Bonne idée pour l'année prochaine.

Les personnes qu'on aime et qui sont partis de la terre sont seulement de l'autre coté de la porte qu'ils réussissent, de temps à autre, à franchir pour nous dire comme ils sont heureux oû ils sont !

Bisous verts d'une fille de verviétois qui vit au Portugal

Edmée De Xhavée 15/11/2008 17:48


Merci de ta visite, Verdinha! La fille d'un ami très cher - Verviétois - habite au Brésil. Née à Verviers et la voilà au Brésil! Nos gènes voyageurs doivent nous venir de ce fameux chat, non?


Louis 13/11/2008 21:55

Je me souviens d'un texte intitulé "La porte d'à côté", qui m'avait beaucoup interpellé lors du décès de ma Maman.

En voici un extrait...

Je suis seulement passé dans la pièce d’à côté.
Je suis moi et tu es toi.
Ce que nous étions l’un pour l’autre, nous le sommes toujours.
Donne-moi le nom que tu m’as toujours donné.
Parle-moi comme tu l’as toujours fait.
N’emploie pas un ton différent.
Ne prends pas un air solennel ou triste.
Continue à rire de ce qui nous faisait rire ensemble.

Edmée De Xhavée 14/11/2008 12:27


C'est si juste! Tu peux trouver sur mon blog un texte appelé "au-delà, une île" (sur le côté), qui a cette approche et que j'ai écrit, justement, après la mort de ma mère!


alain 10/11/2008 18:45

"merci pour ce beau "passage" vers l'au delà.

Edmée De Xhavée 10/11/2008 23:48


Au-delà, au-dedans, autour... c'est un "endroit" difficile à décrire, hein!?


Bob 08/11/2008 10:15

Très beau texte Edmée jolie, Edmée tendresse...

Moi, je ne crois pas à l'au-délà et suis d'un rationnalisme affligeant, dur et sans concession. Mais je me pose souvent la question de savoir si à côté de la matière, de l'énergie et du temps, qui constituent les fondements de tout ce qui est, il n'existe pas un quatrième pilier: une sorte d'âme qui baignerait toute réalité avec des concentrations différentes !

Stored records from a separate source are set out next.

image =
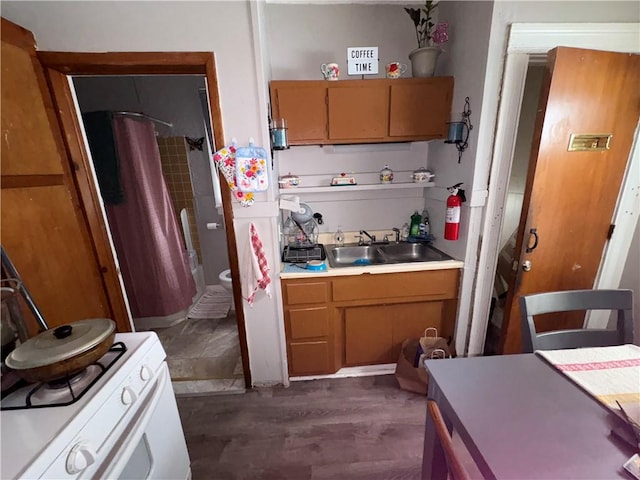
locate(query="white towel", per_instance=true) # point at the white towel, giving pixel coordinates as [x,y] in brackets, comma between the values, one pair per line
[255,268]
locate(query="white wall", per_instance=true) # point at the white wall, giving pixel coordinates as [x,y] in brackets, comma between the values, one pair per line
[465,58]
[631,280]
[519,167]
[173,99]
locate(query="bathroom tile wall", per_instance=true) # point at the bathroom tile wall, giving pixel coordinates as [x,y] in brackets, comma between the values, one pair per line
[175,167]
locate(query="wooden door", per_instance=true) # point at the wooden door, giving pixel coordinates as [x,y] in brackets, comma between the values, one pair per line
[44,230]
[359,112]
[570,195]
[304,106]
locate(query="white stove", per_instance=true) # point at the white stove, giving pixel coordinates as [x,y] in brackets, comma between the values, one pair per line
[122,423]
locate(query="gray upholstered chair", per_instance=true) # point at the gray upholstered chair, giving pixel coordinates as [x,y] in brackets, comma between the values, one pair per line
[454,464]
[572,300]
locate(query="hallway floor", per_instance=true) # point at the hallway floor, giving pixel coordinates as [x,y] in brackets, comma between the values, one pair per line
[204,356]
[360,428]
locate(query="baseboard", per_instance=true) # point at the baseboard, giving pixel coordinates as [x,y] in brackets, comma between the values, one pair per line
[364,371]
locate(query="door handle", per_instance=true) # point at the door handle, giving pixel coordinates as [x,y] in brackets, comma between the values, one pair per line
[532,233]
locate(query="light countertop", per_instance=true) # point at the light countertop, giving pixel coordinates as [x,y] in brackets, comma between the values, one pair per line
[295,272]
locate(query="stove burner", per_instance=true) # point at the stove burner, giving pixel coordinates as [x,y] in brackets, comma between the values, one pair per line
[64,382]
[66,391]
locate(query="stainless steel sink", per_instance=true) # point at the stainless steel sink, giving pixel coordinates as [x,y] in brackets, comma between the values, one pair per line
[350,255]
[413,252]
[392,253]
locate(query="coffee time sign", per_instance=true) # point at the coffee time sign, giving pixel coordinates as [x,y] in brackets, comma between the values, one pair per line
[362,60]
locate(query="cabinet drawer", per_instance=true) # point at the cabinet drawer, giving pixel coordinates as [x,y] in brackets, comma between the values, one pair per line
[308,358]
[308,292]
[435,284]
[308,322]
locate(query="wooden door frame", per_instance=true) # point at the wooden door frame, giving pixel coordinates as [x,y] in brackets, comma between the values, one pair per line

Une âme très diluée dans la pierre qui borde le chemin, déjà plus forte dans la fleur qui la jouxte et tellement palpable dans l'être vivant qu'elle y provoquerait de la conscience ?

Et comme en physique, rien en se perd et rien ne se gagne...

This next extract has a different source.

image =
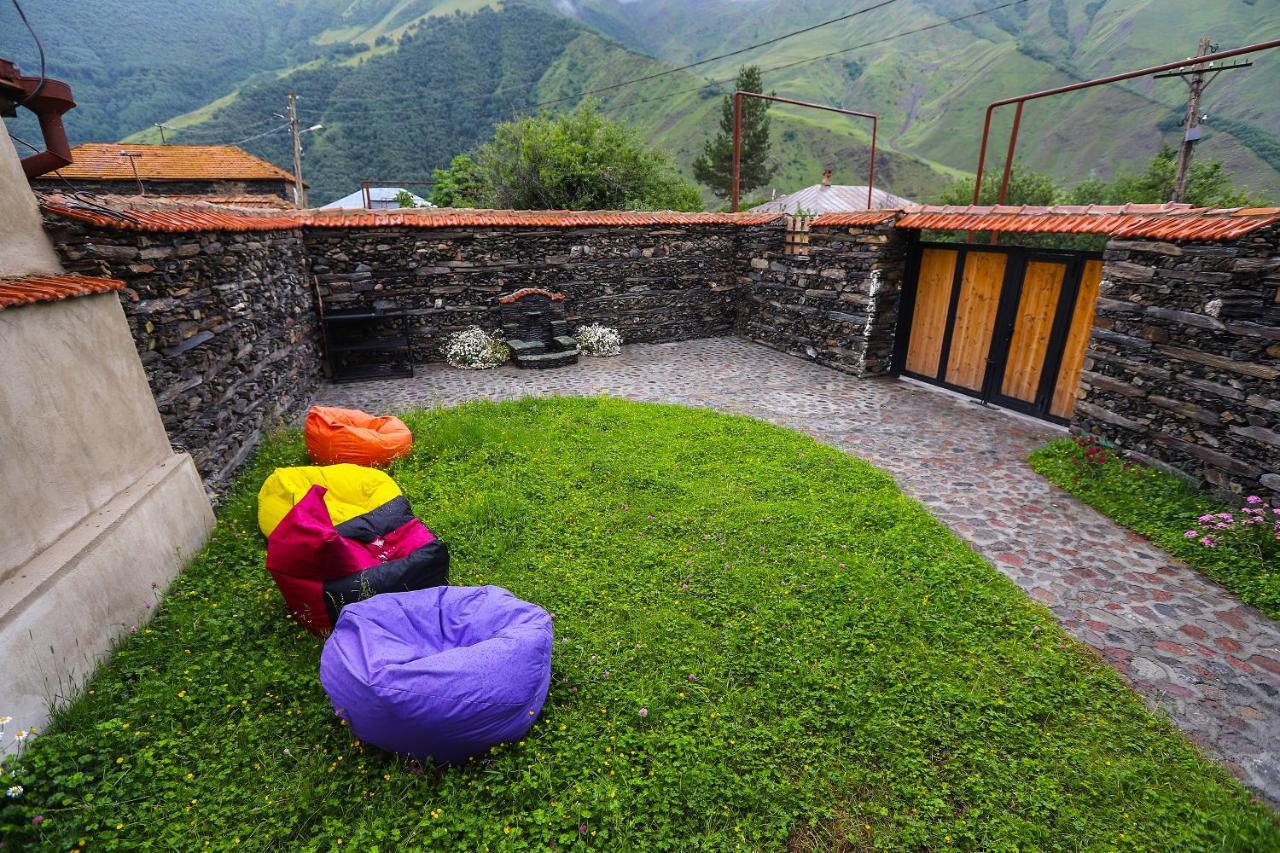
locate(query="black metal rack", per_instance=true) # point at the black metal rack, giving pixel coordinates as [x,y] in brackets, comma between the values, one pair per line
[368,342]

Tout ça pour dire plus simplement que lorsqu'on porte une image, un son, une odeur, une impression en soi, on continue sans le savoir à faire "vivre" les choses.

Je porte beaucoup de choses dans ma petite tête grisonnante surmontée du nez rouge.

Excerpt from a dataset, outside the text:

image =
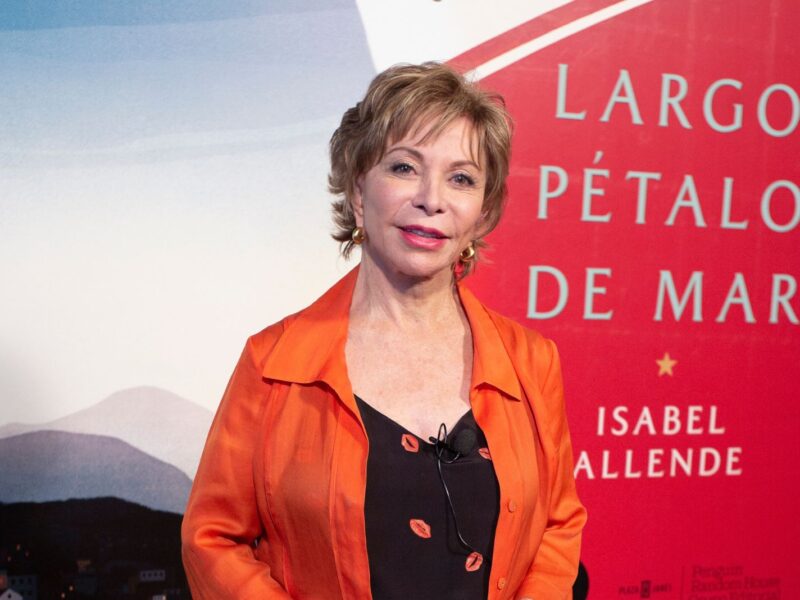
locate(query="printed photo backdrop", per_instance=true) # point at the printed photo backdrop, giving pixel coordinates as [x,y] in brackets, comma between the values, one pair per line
[162,197]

C'est abscon? Trop théorique? Trop intellectuel dans le sens tordu du terme ?

C'est en tous les cas ma vision du monde et, pour ne rien te cacher, il est très rare que j'en fasse part.

Edmée De Xhavée 08/11/2008 13:37


Merci donc de ta confiance! Je te rejoins sans doute un peu, pour autant que j'aie bien compris ce que tu exprimes. J'ai scandalisé la classe au cours d'une retraite religieuse en disant
paisiblement que j'étais partie de Dieu, qu'Il n'était pas "hors" de nous, que nous étions "dedans" et que c'était inutile de Le craindre, etc... Je me demande s'ils n'avaient pas commencé un
bûcher dans la cour de récré... Un peu cette idée de l'âme dont tu parles sans doute...


nath 08/11/2008 01:11

Je vois qu'on a décidément les mêmes muses et conseillers de l'au-delà...
Mes morts et ceux de mes amis se sont aussi donnés rendez-vous sur un autel mexicain rappelant les traditions celtes avec rituels et musique en direct...
Pour que les vivants se souviennent des défunts en les invitant à une fête très spéciale, la leur...

Edmée De Xhavée 08/11/2008 13:32


Je sais que tu fais ça aussi chaque année, c'est une version plus intime de la visite au cimetière, tristounette sous nos climats, que l'on accompagne toujours de gravité, pas comme dans certains
pays où justement, c'est la fête... Notre version est un heureux compromis il me semble, et oui, moi ça me fait plaisir de revoir tous ces visages et de les évoquer!